Nor was there error in the denial of the motion [369 Mass. 451] for a
directed verdict addressed to the complaint for drinking in public against the
defendant Isaac Richards, since the evidence warranted the jury verdict of
guilty.
[7][8]
5. There was no error in the denial of
the defendants' motions, filed at the beginning of the trial, for appointment
of a stenographer and the supplying of a stenographic transcript to the
defendants at public expense. See
Commonwealth v. Roberts, 362 Mass. 357, 368‑‑369, 285 N.E.2d 919
(1972); Commonwealth v. Britt, 362 Mass. 325, 331‑‑332, 285 N.E.2d
780 (1972). But cf. Blazo
v. Superior Court, ‑‑‑ Mass. ‑‑‑, ‑‑‑
‑ ‑‑‑, ([FNE]) 315 N.E.2d 857
(1974). ([FN5]) The defendants were permitted to record the
trial on tape using equipment provided by defense counsel. See Rule 52 of the Rules of the Municipal
Court of the City of Boston for Civil Actions (1952), as amended March, 1973
(now Rule 15 of the Rules of the Municipal Court of the City of Boston for
Criminal Business, as amended, effective July 1, 1975). No error arises merely because subsequent
events show that the recording, for whatever reason, apparently was defective
in places.
Exceptions
overruled.
(FN1.)
Of the companion cases two are against Isaac Richards and two are
against Ocie Elder.
(FNA.) Mass.Adv.Sh. (1975)
2766, 2776.
(FNB.) Mass.Adv.Sh. (1975)
at 2788‑‑2794.
(FNC.) Mass.Adv.Sh. (1975)
at 2776.
(FN1.)
Subsection (b) of s 250.2, omitted above, provides that a person is
disorderly who '(b) makes unreasonable noise or offensively coarse utterance,
gesture or display, or addresses abusive language to pay person present.' This court no longer relies on subsection (b)
in defining a disorderly person by reason of the unconstitutional overbreadth of this provision in reaching speech and
expressive conduct. Commonwealth v. A
Juvenile, supra at 617 (Mass.Adv.Sh. (1975) at 2776‑‑2788), 334 N.E.2d
617.
(FND.) Mass.Adv.Sh. (1975)
at 2776‑‑2788.
(FN2.)
The defendants challenge the holdings of the Alegata
case, supra, even though we have subsequently narrowed the relevant law by our
holdings in Commonwealth v. A Juvenile, supra.

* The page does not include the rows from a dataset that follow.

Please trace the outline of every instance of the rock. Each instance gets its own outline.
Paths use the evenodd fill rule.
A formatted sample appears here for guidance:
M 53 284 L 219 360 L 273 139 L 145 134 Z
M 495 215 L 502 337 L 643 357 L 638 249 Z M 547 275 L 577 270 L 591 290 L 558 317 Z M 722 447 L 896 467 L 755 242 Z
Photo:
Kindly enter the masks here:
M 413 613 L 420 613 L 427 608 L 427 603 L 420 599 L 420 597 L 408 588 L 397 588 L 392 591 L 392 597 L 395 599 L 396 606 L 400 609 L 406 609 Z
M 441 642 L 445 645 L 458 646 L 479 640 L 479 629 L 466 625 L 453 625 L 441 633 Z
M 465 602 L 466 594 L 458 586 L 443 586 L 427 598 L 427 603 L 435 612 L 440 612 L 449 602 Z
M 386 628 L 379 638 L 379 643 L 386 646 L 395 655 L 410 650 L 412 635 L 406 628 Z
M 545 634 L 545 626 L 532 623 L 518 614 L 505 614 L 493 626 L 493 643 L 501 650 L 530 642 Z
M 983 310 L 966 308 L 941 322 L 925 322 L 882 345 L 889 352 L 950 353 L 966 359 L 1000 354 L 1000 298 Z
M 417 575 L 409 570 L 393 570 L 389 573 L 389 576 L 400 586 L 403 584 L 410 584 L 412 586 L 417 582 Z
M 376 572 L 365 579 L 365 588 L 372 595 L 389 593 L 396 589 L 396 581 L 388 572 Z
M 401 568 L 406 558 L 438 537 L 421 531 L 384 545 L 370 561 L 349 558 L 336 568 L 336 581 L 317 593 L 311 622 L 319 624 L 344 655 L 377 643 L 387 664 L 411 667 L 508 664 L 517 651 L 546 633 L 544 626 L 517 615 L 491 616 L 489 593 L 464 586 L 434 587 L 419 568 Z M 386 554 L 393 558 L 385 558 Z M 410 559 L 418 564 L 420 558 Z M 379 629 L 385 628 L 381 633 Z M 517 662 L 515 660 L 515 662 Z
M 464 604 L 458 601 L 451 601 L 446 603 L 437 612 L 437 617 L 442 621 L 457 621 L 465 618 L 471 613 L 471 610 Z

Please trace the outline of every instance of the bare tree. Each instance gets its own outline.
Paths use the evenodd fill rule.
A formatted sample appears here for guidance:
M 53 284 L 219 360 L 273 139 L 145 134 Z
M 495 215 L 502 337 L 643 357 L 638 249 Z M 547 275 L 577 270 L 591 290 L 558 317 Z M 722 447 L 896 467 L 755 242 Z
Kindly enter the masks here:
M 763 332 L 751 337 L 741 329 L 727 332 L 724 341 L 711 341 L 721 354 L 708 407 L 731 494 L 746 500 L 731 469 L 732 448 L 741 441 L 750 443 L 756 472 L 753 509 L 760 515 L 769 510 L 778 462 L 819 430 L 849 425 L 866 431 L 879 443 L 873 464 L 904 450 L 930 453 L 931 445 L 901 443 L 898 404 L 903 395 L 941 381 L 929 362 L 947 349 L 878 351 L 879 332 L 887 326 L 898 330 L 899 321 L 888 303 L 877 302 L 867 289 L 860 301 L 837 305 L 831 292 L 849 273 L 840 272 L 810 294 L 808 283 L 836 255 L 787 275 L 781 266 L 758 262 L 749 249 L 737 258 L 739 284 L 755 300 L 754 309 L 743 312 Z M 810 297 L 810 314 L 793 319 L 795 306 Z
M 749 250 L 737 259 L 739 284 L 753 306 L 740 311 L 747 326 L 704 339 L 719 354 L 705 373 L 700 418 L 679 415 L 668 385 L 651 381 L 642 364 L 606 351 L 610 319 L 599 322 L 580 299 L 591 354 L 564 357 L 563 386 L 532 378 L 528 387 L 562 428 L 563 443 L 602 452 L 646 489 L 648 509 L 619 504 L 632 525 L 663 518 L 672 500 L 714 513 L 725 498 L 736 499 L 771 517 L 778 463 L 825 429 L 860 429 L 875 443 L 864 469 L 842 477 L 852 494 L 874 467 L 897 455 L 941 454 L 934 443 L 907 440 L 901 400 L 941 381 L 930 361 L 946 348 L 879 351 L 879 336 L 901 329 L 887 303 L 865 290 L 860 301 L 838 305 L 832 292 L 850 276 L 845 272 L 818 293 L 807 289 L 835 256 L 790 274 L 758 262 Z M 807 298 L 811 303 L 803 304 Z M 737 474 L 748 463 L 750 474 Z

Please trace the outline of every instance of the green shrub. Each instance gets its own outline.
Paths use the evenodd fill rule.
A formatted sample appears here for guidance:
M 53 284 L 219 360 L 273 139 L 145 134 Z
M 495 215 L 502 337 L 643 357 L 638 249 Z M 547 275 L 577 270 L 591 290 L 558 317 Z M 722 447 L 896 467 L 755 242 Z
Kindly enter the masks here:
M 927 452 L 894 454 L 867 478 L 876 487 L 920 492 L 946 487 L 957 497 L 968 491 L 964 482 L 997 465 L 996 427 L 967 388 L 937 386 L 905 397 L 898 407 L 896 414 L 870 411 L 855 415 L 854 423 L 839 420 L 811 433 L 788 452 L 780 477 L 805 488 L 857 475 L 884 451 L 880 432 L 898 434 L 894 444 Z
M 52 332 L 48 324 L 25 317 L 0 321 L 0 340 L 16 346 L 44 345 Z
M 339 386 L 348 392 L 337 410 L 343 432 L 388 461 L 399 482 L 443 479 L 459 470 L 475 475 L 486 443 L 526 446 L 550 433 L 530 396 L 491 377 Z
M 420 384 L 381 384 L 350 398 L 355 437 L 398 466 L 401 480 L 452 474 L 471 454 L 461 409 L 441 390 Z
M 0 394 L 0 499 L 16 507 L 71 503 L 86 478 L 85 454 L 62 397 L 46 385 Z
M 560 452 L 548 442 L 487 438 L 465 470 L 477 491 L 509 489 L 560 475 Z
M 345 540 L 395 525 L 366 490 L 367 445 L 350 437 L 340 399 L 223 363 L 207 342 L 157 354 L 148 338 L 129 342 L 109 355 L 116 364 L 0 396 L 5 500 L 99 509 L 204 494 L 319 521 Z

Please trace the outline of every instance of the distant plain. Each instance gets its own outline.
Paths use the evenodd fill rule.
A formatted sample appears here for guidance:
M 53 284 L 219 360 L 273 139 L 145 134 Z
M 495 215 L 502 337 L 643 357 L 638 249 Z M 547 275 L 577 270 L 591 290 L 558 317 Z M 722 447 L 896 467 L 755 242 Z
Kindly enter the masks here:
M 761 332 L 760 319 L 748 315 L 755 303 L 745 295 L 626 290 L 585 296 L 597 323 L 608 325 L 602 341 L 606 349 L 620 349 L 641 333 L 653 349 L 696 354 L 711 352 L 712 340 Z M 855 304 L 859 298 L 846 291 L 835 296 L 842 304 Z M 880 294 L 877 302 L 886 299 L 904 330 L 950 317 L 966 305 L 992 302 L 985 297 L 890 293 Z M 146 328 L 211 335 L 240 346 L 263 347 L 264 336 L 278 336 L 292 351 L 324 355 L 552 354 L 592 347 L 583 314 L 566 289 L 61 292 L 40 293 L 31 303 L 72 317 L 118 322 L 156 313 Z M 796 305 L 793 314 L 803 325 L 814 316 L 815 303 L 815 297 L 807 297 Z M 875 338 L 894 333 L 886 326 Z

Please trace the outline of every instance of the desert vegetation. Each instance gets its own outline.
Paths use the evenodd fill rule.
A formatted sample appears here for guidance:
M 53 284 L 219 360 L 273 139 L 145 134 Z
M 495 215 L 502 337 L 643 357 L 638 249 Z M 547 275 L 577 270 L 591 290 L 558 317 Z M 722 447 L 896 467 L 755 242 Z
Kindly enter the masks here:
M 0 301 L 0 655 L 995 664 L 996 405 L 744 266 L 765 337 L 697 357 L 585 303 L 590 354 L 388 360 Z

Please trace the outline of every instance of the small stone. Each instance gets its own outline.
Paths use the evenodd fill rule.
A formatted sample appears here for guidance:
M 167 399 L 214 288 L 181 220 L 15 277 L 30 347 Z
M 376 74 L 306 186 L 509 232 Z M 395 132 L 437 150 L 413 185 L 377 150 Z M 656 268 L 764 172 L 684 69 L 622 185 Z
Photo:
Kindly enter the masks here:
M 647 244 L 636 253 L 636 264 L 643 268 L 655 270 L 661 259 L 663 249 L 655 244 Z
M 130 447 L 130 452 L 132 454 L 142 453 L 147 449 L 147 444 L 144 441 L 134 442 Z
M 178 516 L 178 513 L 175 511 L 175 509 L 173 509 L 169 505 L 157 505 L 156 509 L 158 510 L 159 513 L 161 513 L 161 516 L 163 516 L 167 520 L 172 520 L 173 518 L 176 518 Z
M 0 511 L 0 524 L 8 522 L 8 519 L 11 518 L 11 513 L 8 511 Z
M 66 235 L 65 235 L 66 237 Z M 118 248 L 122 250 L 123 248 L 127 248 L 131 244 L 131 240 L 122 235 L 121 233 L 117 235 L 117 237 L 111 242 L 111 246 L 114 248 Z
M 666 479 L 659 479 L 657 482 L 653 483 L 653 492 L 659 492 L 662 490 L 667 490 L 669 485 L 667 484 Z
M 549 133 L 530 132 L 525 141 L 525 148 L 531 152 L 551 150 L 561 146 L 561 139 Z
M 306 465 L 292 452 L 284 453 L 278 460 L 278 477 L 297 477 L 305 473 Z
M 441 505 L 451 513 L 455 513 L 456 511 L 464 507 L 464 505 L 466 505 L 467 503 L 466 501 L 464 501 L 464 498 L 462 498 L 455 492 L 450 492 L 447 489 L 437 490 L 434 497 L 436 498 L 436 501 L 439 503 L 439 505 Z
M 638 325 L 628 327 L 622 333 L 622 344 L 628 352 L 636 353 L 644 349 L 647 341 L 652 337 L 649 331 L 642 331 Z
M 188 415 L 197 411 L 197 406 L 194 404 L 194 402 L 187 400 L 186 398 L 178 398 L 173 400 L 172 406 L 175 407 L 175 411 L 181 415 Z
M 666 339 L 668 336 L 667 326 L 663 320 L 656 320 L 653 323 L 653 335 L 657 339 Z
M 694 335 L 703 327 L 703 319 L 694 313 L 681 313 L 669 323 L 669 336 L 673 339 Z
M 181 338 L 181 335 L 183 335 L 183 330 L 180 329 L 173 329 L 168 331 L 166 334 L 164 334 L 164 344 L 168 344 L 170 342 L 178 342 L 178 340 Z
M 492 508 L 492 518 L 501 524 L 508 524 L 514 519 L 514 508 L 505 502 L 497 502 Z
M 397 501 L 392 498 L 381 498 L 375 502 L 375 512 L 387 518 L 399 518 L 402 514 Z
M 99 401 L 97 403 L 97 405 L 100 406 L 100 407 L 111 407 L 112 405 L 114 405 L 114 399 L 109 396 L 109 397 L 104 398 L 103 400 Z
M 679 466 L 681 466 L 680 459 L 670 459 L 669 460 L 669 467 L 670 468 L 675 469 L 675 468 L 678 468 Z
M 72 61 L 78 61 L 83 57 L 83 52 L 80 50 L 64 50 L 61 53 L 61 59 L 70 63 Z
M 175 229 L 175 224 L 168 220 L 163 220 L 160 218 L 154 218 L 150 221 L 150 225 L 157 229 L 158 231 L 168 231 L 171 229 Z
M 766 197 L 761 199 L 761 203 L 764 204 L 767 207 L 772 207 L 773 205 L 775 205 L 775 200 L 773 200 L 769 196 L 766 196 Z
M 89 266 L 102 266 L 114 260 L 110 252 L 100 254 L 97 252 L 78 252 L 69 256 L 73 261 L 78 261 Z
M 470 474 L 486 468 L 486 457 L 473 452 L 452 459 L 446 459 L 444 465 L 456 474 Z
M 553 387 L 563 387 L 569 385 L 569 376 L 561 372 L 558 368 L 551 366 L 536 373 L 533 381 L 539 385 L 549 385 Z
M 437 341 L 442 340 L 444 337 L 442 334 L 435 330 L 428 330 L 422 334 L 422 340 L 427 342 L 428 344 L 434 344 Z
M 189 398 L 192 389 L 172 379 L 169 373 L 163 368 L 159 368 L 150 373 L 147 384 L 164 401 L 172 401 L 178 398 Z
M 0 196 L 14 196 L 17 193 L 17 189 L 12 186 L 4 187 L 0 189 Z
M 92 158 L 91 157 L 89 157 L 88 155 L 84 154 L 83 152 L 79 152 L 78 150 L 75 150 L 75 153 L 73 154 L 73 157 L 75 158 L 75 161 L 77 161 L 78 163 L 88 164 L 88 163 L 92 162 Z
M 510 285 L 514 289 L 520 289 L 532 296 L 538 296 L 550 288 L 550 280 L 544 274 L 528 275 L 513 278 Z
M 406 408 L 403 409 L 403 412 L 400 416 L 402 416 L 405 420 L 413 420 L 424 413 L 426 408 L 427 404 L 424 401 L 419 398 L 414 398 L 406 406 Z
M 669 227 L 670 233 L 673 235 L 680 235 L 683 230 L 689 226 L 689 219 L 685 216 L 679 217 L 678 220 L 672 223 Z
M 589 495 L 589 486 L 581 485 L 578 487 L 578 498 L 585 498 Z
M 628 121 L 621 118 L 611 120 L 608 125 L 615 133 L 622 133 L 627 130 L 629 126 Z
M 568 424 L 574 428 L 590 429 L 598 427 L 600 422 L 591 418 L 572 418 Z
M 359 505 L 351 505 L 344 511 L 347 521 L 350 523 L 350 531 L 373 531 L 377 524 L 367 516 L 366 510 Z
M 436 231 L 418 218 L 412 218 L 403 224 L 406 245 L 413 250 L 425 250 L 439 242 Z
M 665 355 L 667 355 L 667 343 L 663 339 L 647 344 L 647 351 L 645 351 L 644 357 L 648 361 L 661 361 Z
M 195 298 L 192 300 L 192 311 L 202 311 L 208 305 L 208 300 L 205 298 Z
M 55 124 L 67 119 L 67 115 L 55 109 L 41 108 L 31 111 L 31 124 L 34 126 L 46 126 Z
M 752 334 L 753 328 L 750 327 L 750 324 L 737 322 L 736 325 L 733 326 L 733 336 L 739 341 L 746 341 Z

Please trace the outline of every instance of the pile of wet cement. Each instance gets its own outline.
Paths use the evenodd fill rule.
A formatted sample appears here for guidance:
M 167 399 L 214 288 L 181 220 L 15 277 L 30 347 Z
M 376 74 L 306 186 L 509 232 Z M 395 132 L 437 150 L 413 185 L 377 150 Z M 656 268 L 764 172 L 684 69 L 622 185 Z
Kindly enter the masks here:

The defendants contend that the term 'violent or tumultuous behavior' is
unconstitutionally vague, and that the term 'threatening' is both vague and
overbroad. We need not deal with these
contentions, since it was shown that all defendants were also engaged in
'fighting.'
(FN3.)
Nor is there a showing that the failure to bring the charge before us is
related to the judge's denial of the defendants' motions to have a stenographer
appointed and free transcript provided (see pt. 5 of this opinion, infra). Even without such a transcript, it would be a
simple matter to focus in the record the judge's treatment of this issue in his
instructions to the jury. We observe
also that interlocutory instructions by the judge on evidentiary points are
included in the bill of exceptions verbatim.
(FN4.)
Not that the defendants would be required to offer such requests for
instructions in order to protect their rights under the First Amendment to the United
States Constitution; we merely comment here that if such requests had been
filed and denied, it would be some clue to the instructions which the jury
received.
(FNE.) Mass.Adv.Sh. (1974)
1325, 1334‑‑1338.
(FN5.)
We observe that the instant case was tried before the date of issuance
of the Blazo decision, and therefore the
recommendations of that opinion were not available to the trial judge here.